When ideological conviction conflicts with legal obligation, the law must prevail. The Christian County Library Board's decision to proceed with termination despite Pegram's evasion attempts shows that accountability can still function when institutions dare to enforce it. So thank your Library Board members, starting with Janis Hagen, John Garrity, Diana Brazeal, Mary Hernandez de Carl, and Echo Schneider, for being brave enough to stand on integrity.
Public service requires public accountability. When officials use anti-institutional activism as justification for blocking oversight, they fundamentally misunderstand the nature of democratic governance. The people of Christian County deserve better than administrators who view transparency laws as obstacles to be circumvented rather than requirements to be honored.
The Christian County Library was contacted for comment, but did not respond by publication time.
UPDATE: KSMU Radio confirmed Pegram's termination in a report published hours after this article, validating the investigation's findings and timeline.
The selective information sharing continued right until Pegram's departure and beyond, indicating that viewpoint-based discrimination extends beyond individual administrators to institutional staff culture. Despite being officially added to the library's press distribution list in April 2025, HickChristian was excluded from Monday's termination announcement while other media outlets received advance notice. Three separate Sunshine Law requests were submitted seeking records about the termination and press coordination.
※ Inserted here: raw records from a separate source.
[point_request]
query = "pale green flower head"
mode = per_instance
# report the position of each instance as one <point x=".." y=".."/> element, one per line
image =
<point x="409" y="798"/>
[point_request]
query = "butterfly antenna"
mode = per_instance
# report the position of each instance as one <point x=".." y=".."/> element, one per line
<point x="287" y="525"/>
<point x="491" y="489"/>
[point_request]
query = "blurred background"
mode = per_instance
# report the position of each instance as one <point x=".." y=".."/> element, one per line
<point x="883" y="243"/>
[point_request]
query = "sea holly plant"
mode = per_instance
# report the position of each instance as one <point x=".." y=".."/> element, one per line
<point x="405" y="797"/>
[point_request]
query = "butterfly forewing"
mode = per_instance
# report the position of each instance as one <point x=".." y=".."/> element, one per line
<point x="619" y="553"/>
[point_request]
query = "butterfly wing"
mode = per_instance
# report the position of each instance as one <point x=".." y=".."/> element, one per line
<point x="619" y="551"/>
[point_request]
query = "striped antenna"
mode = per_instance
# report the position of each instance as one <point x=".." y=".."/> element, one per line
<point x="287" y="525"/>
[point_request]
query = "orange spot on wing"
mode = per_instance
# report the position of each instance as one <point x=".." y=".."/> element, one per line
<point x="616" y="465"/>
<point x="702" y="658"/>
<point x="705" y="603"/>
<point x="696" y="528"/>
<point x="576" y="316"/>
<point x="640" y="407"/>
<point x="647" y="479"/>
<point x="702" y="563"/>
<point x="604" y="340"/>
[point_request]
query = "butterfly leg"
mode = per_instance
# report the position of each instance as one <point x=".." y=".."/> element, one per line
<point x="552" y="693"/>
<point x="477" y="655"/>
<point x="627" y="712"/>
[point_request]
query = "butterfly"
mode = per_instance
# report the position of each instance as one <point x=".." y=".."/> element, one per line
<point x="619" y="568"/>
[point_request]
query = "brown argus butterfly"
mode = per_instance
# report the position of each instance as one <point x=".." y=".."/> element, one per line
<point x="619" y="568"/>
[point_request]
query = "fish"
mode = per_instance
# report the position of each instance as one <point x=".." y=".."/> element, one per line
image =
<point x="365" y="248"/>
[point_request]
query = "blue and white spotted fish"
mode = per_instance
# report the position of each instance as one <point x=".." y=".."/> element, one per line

This continued obstruction raises additional questions about who within the library staff assisted in removing the edited May 28 board meeting video from YouTube, editing out her contradictory statements, and later restoring the unedited version when the manipulation was discovered. The systematic nature of these transparency violations suggests coordination that extends beyond any single administrator.
The pattern highlights the importance of independent journalism in holding public officials accountable for transparency violations, particularly when media channels are deliberately blocked based on editorial viewpoint. While mainstream outlets like KSMU, News-Leader, and Springfield Daily Citizen often serve as institutional stenographers—parroting press releases and reporting what officials want the public to hear—independent journalism such as Right to Win Ozarks and HickChristian News requires the more complex work of document analysis, legal challenges, and sustained investigation.
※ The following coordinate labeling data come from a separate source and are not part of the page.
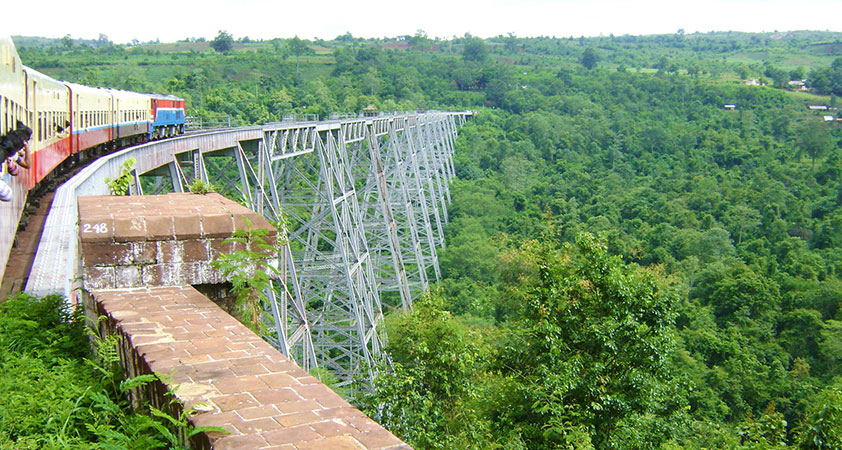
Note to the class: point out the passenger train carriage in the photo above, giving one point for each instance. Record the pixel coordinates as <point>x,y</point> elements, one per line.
<point>69,119</point>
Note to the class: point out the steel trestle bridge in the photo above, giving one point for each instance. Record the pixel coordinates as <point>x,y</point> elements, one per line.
<point>361,203</point>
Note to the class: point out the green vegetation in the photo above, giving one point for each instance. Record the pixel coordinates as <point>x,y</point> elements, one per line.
<point>56,395</point>
<point>249,272</point>
<point>120,185</point>
<point>629,263</point>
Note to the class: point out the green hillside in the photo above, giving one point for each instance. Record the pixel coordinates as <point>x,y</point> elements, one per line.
<point>629,263</point>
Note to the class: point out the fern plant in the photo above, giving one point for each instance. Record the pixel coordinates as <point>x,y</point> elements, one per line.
<point>199,186</point>
<point>120,185</point>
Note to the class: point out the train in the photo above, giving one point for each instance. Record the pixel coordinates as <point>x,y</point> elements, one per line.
<point>67,122</point>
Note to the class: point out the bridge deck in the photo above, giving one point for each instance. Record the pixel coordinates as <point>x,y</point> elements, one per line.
<point>242,383</point>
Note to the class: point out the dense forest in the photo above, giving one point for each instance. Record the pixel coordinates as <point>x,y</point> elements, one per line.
<point>629,262</point>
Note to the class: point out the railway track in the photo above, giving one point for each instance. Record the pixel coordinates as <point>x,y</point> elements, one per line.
<point>34,216</point>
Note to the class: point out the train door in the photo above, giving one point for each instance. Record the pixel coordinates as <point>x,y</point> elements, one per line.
<point>116,108</point>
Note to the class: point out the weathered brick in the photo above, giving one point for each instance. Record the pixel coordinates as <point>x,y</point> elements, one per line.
<point>194,250</point>
<point>127,276</point>
<point>299,418</point>
<point>259,412</point>
<point>242,442</point>
<point>128,229</point>
<point>301,433</point>
<point>98,277</point>
<point>187,226</point>
<point>168,252</point>
<point>333,443</point>
<point>106,254</point>
<point>95,229</point>
<point>378,439</point>
<point>154,275</point>
<point>217,225</point>
<point>233,402</point>
<point>218,246</point>
<point>144,252</point>
<point>159,228</point>
<point>276,396</point>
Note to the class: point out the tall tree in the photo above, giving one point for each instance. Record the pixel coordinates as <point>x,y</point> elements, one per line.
<point>474,50</point>
<point>598,334</point>
<point>298,47</point>
<point>814,140</point>
<point>589,58</point>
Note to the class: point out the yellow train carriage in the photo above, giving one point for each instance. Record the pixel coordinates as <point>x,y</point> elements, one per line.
<point>92,121</point>
<point>12,87</point>
<point>49,103</point>
<point>132,116</point>
<point>12,109</point>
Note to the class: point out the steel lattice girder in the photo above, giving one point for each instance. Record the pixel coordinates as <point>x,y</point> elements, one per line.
<point>361,205</point>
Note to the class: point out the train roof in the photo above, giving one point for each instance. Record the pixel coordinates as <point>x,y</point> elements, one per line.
<point>164,96</point>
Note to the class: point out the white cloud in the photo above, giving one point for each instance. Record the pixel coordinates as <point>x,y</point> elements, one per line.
<point>265,19</point>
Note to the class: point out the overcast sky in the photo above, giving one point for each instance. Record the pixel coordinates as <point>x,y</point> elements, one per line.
<point>266,19</point>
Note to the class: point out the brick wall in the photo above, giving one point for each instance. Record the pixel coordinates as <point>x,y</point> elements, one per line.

Real journalism demands accountability, with reporters putting their names on stories and standing behind their work. It requires documentation, backing every claim with records, emails, and timestamps rather than accepting official narratives. It involves persistence, following stories for months rather than relying on one-off reports, and legal rigor, utilizing Sunshine Laws and filing formal complaints when transparency rights are violated.
The contrast between approaches could not be more apparent. While some outlets wait for official announcements to report what happened, investigative journalism reveals why it was inevitable based on documented patterns of misconduct. This distinction between journalism and public relations becomes crucial when institutional power attempts to control the flow of information and silence critical oversight.
Springfield Daily Citizen is so proud of their article about Pegram’s termination that they hide it behind a paywall so no one can determine if they reported the facts correctly. This is NGO Journalism supported by Government Grants.
David Rice is the editor of HickChristian News and has been investigating government transparency issues in Southwest Missouri since December 2023.